I've not tried it wrt. performance, but the simplest way is probably to use the NIO ByteBuffer.

我没试过。性能，但最简单的方法可能是使用 NIO ByteBuffer。

e.g.

例如

 byteBuffer.put(integer).array();

would return you a byte array representing the integer. You mayneed to modify the byte order.

将返回一个表示整数的字节数组。您可能需要修改字节顺序。

I've modified my original answer. In Sun's implementation of InetAddress, the hashCodemethod produces the integer representation of the IPv4 address, but as the commenters correctly pointed out, this is not guaranteed by the JavaDoc.
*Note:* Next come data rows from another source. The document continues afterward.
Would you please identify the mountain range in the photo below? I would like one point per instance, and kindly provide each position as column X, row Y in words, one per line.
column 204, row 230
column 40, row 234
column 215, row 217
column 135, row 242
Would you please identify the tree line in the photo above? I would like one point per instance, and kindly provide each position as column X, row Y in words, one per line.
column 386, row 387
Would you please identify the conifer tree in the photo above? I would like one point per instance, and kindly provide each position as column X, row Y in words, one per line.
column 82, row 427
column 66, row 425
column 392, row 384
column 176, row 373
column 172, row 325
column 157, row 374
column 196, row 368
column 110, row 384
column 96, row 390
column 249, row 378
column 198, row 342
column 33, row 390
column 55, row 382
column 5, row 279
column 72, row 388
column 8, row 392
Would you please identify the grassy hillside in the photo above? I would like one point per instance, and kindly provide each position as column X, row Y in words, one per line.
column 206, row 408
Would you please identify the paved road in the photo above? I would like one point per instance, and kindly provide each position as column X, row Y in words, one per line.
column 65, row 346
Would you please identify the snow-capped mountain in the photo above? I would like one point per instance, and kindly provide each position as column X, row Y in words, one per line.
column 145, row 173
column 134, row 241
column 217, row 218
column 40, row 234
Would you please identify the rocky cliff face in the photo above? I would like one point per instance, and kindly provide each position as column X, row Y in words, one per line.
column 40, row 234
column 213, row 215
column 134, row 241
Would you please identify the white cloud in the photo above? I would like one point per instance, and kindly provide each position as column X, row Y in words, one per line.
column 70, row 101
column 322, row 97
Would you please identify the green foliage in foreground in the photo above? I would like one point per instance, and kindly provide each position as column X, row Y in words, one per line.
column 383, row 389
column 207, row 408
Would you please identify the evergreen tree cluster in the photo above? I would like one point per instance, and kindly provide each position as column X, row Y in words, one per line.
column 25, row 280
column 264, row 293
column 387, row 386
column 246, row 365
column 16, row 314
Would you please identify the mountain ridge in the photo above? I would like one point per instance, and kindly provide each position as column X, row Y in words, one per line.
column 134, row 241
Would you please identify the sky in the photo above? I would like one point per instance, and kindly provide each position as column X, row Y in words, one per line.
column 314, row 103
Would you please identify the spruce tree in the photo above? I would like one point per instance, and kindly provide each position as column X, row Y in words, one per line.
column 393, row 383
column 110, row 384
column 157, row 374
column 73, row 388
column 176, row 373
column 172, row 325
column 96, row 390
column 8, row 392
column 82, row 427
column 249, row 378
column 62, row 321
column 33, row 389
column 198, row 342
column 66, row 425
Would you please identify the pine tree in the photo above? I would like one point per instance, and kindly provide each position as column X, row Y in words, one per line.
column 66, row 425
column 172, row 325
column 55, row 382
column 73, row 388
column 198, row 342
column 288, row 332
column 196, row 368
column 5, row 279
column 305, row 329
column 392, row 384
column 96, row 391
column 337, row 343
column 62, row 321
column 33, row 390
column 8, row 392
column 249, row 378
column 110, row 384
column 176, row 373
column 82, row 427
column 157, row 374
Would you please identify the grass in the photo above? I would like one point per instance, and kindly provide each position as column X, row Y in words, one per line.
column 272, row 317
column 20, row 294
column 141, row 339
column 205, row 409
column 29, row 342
Therefore, I decided to use the ByteBufferclass to calculate the value of the IPv4 address instead.

我已经修改了我的原始答案。在 Sun 的 实现中InetAddress，该hashCode方法生成 IPv4 地址的整数表示，但正如评论者正确指出的那样，JavaDoc 不保证这一点。因此，我决定使用ByteBuffer该类来计算 IPv4 地址的值。
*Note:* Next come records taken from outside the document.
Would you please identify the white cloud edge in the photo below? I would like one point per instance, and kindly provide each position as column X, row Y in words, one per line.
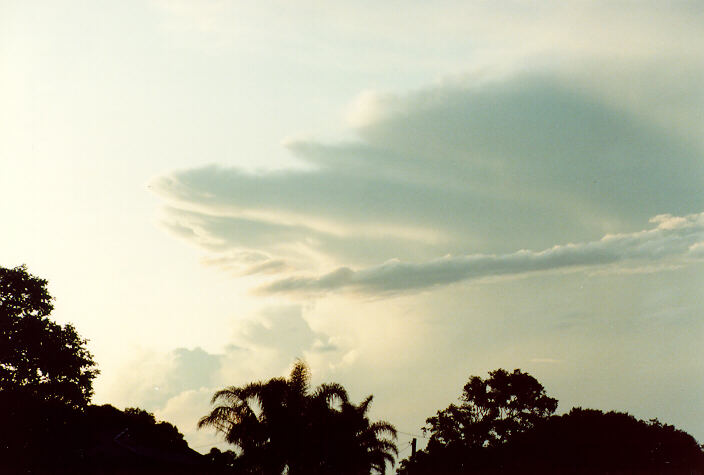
column 673, row 237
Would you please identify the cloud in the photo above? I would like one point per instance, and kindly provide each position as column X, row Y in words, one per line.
column 483, row 165
column 673, row 237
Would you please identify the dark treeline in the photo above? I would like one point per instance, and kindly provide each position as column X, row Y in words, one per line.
column 505, row 424
column 502, row 424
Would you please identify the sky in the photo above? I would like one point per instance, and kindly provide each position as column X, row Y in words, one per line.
column 403, row 194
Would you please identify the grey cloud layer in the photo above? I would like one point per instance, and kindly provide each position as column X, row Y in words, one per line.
column 674, row 237
column 479, row 168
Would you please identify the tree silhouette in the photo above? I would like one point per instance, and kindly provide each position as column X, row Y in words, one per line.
column 491, row 411
column 281, row 426
column 504, row 425
column 39, row 357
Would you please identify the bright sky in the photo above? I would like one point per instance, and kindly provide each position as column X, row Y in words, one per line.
column 404, row 194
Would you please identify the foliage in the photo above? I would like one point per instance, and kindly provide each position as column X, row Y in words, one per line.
column 491, row 411
column 282, row 426
column 504, row 426
column 39, row 357
column 591, row 440
column 47, row 436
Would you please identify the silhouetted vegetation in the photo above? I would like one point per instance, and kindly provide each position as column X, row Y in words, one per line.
column 46, row 376
column 280, row 426
column 39, row 357
column 504, row 425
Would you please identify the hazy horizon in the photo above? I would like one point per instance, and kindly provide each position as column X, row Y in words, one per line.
column 401, row 194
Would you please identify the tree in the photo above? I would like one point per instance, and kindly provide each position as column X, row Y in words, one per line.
column 281, row 426
column 589, row 440
column 39, row 357
column 491, row 411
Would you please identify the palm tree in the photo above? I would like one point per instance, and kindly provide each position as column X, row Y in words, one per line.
column 356, row 445
column 281, row 426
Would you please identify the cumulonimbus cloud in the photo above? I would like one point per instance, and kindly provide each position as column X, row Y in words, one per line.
column 673, row 237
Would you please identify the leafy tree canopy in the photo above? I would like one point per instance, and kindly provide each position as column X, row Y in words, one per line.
column 38, row 356
column 491, row 410
column 281, row 426
column 504, row 424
import java.net.InetAddress;
import java.nio.ByteBuffer;

// ...

try {
    // Convert from integer to an IPv4 address
    InetAddress foo = InetAddress.getByName("2130706433");
    String address = foo.getHostAddress();
    System.out.println(address);

    // Convert from an IPv4 address to an integer
    InetAddress bar = InetAddress.getByName("127.0.0.1");
    int value = ByteBuffer.wrap(bar.getAddress()).getInt();
    System.out.println(value);

} catch (Exception e) {
    e.printStackTrace();
}

The output will be:

输出将是：

127.0.0.1
2130706433

In case you need to learn the long hand math, you can use Substr to rip out the octets. Mutliply the first octet signifying the Class by (256*256*256) or (2^24) second multiplied by (256*256) (2^16) third multiplied by (256) (2^8) fourth multiplied by 1 or (2^0)

如果您需要学习长手数学，您可以使用 Substr 来删除八位字节。第一个八位字节乘以 (256*256*256) 或 (2^24) 第二乘以 (256*256) (2^16) 第三乘以 (256) (2^8) 第四乘以 1 或(2^0)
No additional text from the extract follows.